The Australian Industry Group has been given leave by Fair Work Australia to intervene in a case between the Construction, Forestry, Mining and Energy Union and Australian Precast Solution and Abigroup Contractors.
Earlier this month, the CMFEU applied for a “bargaining order” from the industrial umpire, Fair Work Australia, seeking to delay a vote on a new industrial agreement between the companies and employees. The union argued the company was trying to rush through an agreement for a specific site under agreement and not properly negotiate with the union.
Fair Work Australia handed down a bargaining order blocking the vote on 5 August. The new industrial umpire has recently handed down three bargaining orders delaying enterprise agreement votes, including a decision late last month to stop a vote at Queensland Tertiary Admissions Centre Limited.
But the AIG argues that unions are using the good faith bargaining provision in the Fair Work laws to block legitimate deals between employers and workers.
“Bargaining orders must not be allowed to stop employees exercising their democratic right to approve proposed enterprise agreements,” Australian Industry Group chief executive Heather Ridout says.
“Unions have substantial rights but they should not be permitted to obtain a bargaining order to frustrate the rights of employers and employees to enter into agreements of their choosing.”
AIG’s submission in the case argues that the Fair Work Act “prevents FWA making an order which prevents or delays the approval of a proposed enterprise agreement by employees”.
“If FWA had the power, and adopted the practice, of issuing a Bargaining Order whenever a union raised allegations that the good faith bargaining requirements have not been met, the bargaining system could soon become unworkable,” the submission says.

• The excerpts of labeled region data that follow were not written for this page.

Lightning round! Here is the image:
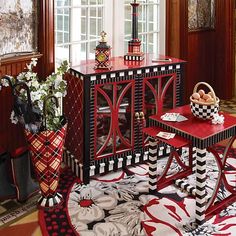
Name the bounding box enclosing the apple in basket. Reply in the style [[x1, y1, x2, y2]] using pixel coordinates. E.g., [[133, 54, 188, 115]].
[[190, 82, 220, 120]]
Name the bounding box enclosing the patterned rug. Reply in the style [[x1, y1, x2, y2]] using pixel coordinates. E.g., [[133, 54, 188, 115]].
[[39, 146, 236, 236], [220, 98, 236, 114]]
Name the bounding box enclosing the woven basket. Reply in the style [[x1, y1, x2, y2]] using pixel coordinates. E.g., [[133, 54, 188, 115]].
[[190, 82, 220, 120]]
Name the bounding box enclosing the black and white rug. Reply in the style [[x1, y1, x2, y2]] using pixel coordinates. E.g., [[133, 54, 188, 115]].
[[40, 147, 236, 236]]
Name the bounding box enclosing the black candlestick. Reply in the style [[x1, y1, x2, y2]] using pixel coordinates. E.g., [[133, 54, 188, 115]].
[[124, 0, 144, 61]]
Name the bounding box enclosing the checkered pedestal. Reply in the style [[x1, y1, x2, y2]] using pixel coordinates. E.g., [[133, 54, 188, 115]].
[[25, 124, 67, 208]]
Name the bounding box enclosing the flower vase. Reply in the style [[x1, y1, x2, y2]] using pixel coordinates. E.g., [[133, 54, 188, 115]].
[[25, 124, 67, 208]]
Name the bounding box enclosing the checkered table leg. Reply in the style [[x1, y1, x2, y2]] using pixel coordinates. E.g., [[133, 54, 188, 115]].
[[192, 147, 196, 173], [196, 148, 206, 225], [148, 136, 158, 193]]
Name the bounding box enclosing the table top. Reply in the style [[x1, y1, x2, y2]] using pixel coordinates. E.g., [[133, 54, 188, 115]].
[[71, 53, 185, 75], [150, 105, 236, 146]]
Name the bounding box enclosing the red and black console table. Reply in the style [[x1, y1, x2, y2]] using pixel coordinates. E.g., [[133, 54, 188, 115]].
[[64, 54, 184, 183]]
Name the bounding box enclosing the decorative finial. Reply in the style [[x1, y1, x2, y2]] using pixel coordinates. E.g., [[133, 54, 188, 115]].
[[100, 31, 107, 42]]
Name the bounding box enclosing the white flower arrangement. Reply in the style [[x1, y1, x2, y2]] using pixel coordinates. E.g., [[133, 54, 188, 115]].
[[0, 58, 68, 132]]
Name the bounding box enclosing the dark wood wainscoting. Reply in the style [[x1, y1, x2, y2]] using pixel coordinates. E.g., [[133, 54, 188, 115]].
[[166, 0, 235, 103], [0, 54, 42, 151]]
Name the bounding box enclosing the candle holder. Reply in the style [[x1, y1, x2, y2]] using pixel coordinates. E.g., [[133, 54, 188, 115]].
[[124, 0, 144, 61]]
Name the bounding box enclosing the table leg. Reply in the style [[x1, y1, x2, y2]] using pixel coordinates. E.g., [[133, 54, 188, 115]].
[[148, 137, 158, 193], [196, 148, 206, 225]]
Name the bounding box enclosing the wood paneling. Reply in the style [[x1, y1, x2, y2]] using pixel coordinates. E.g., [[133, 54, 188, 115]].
[[0, 54, 42, 151], [38, 0, 55, 78], [166, 0, 235, 103], [0, 0, 54, 151]]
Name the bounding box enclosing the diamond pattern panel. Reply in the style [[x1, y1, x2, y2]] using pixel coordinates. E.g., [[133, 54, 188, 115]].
[[63, 73, 84, 162], [25, 125, 67, 198]]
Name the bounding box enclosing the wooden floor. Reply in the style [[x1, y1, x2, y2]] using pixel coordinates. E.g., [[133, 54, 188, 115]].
[[0, 100, 236, 236]]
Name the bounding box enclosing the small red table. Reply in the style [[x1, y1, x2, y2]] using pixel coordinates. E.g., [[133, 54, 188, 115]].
[[149, 105, 236, 225]]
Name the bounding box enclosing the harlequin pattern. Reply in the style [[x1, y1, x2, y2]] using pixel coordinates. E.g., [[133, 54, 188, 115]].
[[40, 146, 236, 236], [63, 60, 183, 182], [25, 124, 67, 207], [190, 102, 219, 120]]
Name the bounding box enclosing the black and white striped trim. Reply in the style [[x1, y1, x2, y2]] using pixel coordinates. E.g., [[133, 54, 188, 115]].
[[69, 64, 181, 83], [63, 148, 155, 181], [196, 148, 206, 225], [38, 193, 63, 208], [124, 55, 144, 61], [148, 137, 157, 193]]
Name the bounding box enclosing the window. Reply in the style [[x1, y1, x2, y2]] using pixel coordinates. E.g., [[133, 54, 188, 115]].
[[55, 0, 165, 65]]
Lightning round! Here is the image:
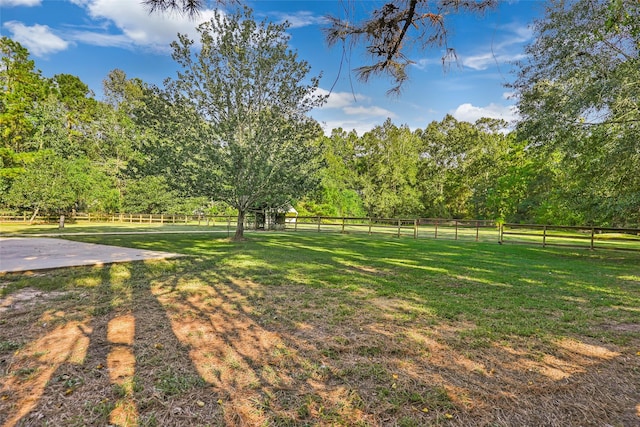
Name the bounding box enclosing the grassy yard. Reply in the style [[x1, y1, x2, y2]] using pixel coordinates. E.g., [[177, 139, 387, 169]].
[[0, 233, 640, 426]]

The fact AIG has been granted leave to intervene in this specific case means it is will become a test case on the vexed issue of good faith bargaining.
Ridout says that if the AIG is not successful in arguments it will push for amendments to the Fair Work Act.
“If FWA is empowered to issue a bargaining order preventing or delaying a vote of employees to approve an agreement, any union with even one member would be able to assert that the good faith bargaining requirements have not been met and then apply for an order preventing a ballot.”